High Serum Apolipoprotein E Determines Hypertriglyceridemic Dyslipidemias, Coronary Disease and ApoA-I Dysfunctionality


ONAT A., Can G., ORNEK E., Ayhan E., Erginel-Unaltuna N., MURAT S. N.

LIPIDS, vol.48, no.1, pp.51-61, 2013 (SCI-Expanded) identifier identifier identifier

  • Publication Type: Article / Article
  • Volume: 48 Issue: 1
  • Publication Date: 2013
  • Doi Number: 10.1007/s11745-012-3724-8
  • Journal Name: LIPIDS
  • Journal Indexes: Science Citation Index Expanded (SCI-EXPANDED), Scopus
  • Page Numbers: pp.51-61
  • Keywords: Apolipoprotein A-I, Apolipoprotein B, Apolipoprotein E concentrations, Atherogenic dyslipidemia, Coronary heart disease, Hypertriglyceridemia with elevated apoB, HIGH-DENSITY-LIPOPROTEIN, METABOLIC SYNDROME, TRANSFER PROTEIN, ARTERY-DISEASE, A-I, RISK, CHOLESTEROL, HDL, INFLAMMATION, ASSOCIATION
  • Istanbul University Affiliated: Yes

Abstract

The relevance of serum apolipoprotein E (apoE) levels to two hypertriglyceridemic dyslipidemias has not been clarified. We explored, in a cross-sectional (and short-term prospective) evaluation, the independent relationship of serum apoE to the atherogenic dyslipidemia, hypertriglyceridemia with elevated apoB (HtgB) and to apoA-I dysfunctionality, previously shown in Turkish adults to be independent of apoE genotype.

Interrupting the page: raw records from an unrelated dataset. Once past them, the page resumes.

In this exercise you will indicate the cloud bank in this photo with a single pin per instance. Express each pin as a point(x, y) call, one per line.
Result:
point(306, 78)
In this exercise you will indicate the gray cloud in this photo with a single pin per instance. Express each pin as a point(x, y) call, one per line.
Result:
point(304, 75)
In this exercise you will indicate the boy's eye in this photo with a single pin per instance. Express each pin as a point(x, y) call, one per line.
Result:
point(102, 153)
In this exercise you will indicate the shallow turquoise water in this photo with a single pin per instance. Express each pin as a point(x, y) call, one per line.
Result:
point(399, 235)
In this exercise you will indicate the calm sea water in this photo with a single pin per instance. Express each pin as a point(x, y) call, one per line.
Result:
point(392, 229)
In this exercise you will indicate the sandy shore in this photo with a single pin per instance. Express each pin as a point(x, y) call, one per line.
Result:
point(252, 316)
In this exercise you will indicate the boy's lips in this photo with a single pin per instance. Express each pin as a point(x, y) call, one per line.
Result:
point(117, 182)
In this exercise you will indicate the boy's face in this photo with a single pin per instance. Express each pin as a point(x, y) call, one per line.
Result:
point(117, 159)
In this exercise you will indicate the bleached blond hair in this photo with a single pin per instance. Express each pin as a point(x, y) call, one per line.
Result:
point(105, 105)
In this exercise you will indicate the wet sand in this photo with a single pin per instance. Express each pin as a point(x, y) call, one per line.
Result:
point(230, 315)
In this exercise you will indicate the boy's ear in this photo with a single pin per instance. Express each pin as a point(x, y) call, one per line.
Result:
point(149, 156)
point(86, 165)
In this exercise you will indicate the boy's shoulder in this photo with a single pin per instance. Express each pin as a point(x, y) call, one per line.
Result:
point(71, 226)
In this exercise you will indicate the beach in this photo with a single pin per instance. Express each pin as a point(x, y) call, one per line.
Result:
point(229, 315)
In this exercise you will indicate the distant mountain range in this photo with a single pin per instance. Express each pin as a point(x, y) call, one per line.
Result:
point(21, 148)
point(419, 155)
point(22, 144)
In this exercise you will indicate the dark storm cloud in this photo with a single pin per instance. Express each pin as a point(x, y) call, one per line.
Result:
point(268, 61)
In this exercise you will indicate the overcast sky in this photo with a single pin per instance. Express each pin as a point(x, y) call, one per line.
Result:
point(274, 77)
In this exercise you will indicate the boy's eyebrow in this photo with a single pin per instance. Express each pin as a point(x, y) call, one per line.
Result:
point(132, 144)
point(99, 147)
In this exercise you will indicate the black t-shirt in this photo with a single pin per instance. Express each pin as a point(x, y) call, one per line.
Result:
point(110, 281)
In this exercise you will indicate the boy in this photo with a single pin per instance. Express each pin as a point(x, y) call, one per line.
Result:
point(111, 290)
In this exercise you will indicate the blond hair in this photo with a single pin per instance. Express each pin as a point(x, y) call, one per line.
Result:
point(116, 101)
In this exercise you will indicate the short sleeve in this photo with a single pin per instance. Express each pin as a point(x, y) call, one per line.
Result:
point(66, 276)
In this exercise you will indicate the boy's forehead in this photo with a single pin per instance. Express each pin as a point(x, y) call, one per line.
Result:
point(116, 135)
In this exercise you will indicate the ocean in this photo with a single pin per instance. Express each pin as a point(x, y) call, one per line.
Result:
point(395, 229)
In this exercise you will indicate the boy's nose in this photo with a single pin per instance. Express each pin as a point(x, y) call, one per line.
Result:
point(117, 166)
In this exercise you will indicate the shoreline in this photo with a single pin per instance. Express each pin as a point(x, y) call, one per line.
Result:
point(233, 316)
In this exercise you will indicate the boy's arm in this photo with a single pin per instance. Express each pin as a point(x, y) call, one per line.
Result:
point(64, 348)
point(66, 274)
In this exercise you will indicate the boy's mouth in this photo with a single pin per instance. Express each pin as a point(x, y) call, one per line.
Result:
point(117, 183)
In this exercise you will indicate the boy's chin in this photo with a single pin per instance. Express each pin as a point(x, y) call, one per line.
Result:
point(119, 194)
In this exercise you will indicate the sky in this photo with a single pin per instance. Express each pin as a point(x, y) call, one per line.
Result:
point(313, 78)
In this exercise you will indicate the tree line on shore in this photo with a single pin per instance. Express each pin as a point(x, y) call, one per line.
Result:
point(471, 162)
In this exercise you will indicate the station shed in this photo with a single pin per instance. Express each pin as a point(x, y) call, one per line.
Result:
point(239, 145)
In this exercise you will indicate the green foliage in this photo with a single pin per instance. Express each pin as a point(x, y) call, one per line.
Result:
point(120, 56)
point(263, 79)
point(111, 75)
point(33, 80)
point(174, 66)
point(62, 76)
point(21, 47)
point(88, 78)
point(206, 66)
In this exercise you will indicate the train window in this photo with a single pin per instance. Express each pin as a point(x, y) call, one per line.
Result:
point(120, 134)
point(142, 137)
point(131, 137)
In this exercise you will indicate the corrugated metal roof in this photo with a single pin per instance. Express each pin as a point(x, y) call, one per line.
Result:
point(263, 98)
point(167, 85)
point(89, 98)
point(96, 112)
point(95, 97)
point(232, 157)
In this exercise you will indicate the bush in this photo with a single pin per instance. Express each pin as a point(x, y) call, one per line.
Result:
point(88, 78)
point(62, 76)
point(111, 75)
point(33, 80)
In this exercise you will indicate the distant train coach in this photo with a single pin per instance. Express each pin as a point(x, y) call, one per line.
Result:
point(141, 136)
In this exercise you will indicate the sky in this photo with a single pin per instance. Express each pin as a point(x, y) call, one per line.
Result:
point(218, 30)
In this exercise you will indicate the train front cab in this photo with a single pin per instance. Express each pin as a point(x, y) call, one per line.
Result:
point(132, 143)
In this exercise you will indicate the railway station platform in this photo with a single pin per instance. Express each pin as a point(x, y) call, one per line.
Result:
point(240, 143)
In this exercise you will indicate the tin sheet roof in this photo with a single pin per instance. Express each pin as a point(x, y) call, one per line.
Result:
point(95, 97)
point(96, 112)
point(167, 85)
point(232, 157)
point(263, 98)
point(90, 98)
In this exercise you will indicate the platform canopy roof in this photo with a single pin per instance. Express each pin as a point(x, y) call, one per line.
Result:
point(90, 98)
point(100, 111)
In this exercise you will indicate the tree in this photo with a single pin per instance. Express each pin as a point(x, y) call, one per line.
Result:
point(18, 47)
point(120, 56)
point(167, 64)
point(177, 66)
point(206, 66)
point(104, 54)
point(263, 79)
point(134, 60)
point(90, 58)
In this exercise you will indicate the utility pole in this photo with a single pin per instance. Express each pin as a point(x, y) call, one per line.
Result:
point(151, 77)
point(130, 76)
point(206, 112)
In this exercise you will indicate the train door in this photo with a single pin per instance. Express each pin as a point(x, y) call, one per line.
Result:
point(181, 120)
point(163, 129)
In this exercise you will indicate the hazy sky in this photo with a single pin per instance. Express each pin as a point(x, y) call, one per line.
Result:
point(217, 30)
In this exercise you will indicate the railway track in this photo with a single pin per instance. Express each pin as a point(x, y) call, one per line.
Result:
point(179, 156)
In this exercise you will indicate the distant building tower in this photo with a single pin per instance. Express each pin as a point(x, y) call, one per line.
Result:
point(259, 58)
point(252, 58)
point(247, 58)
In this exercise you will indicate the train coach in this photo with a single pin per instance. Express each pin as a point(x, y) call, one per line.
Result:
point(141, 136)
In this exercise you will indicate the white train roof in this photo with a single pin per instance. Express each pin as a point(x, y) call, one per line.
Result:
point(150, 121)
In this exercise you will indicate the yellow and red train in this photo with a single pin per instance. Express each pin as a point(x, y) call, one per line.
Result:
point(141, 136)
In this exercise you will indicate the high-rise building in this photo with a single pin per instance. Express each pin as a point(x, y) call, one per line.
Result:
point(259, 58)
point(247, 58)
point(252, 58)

Serum apoE concentrations were measured by immunonephelometry in 1,127 middle-aged adults. In multivariable regression analysis, apoE concentrations showed log-linear associations with apoB and apoA-I levels, waist circumference, independent of C-reactive protein (CRP), homeostatic model assessment (HOMA) index and other confounders. The likelihood of atherogenic dyslipidemia and of HtgB roughly tripled per 1-SD increment in apoE concentrations, additively to apoE genotype, HOMA, apoA-I, CRP concentrations and waist circumference; yet apoA-I, protective against atherogenic dyslipidemia, appeared to promote HtgB, a finding consistent with apoA-I dysfunctionality in this setting. Each 1-SD increment in the apoE level was moreover, associated in both genders with MetS (at OR 1.5), after adjustment for sex, age, apoB, apoA-I and CRP, or for apoE genotypes. Circulating apoE predicted in both genders age-adjusted prevalent and incident coronary heart disease (CHD), independent of apoE genotype and CRP (OR 1.32 [95 % CI 1.11; 1.58]). To conclude, in a general population prone to MetS, elevated apoE concentrations are strongly linked to HtgB and atherogenic dyslipidemia, irrespective of apoE genotype, are associated with MetS and CHD. Excess apoE reflects pro-inflammatory state and likely autoimmune activation.